Williams’s lawyer Robyn Hopkins told BuzzFeed News they can successfully appeal because of the 2015 Supreme Court ruling on Pavan v. Smith, which found that it’s unconstitutional to discriminate against same-sex couples when determining a child’s legal parents.
“How [the judge] gets around that, your guess is as good as mine,” Hopkins said. “We’ll have to take it up to the Supreme Court for them to tell us to follow the Constitution.”
Hopkins pushed back against the argument that Williams should have adopted the son. They said that many advocates have pushed for “second parent adoptions” as a way to preserve parental rights for nonbiological parents, but that strategy can present challenges for queer families — and not only when couples get divorced or separate. 
“What happens when you’re in the middle of an adoption, but the two of you decide to separate?
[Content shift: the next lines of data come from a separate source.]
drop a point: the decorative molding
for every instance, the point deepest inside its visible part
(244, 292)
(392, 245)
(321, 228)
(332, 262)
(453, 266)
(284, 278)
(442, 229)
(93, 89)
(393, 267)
You have to be happily married, because you need the birth mother to consent to the adoption,” they said. “But also, what happens if you can’t afford an adoption or don’t know how to do it or if you don’t believe in marriage? There’s tons of straight people out there that do paternity cases, and they’re not married.”
Hopkins noted that Williams’s case was highlighted as part of a recent report from Human Rights Watch that examines violence against lesbian, bisexual, and nonbinary people.
“We are all just under attack over here,” Hopkins said about the current anti-LGBTQ climate in Oklahoma. 
Williams’s case is not the first time that lesbians have lost parental rights due to a lack of recognition of same-sex couples in the eyes of the law. In the 1990s, a lesbian couple, Sandra Russo and Robin Young, lost a four-year legal battle with their sperm donor, who was eventually awarded parental rights over their child. 
Though the Supreme Court ruled in Pavan that same-sex married couples should be the presumed parents of children born in wedlock, lawyers say Williams’s case could have frightening implications for LGBTQ couples in Oklahoma — and the rest of the country. 
“The concern is if Kris loses, that’s going to set some pretty bad precedent in the state of Oklahoma, and possibly beyond,” Hanna Roberts, an ACLU attorney, told the 19th in May last year. “I think that this is just the first time that there has been such an adverse ruling that is so contrary to equal protection.”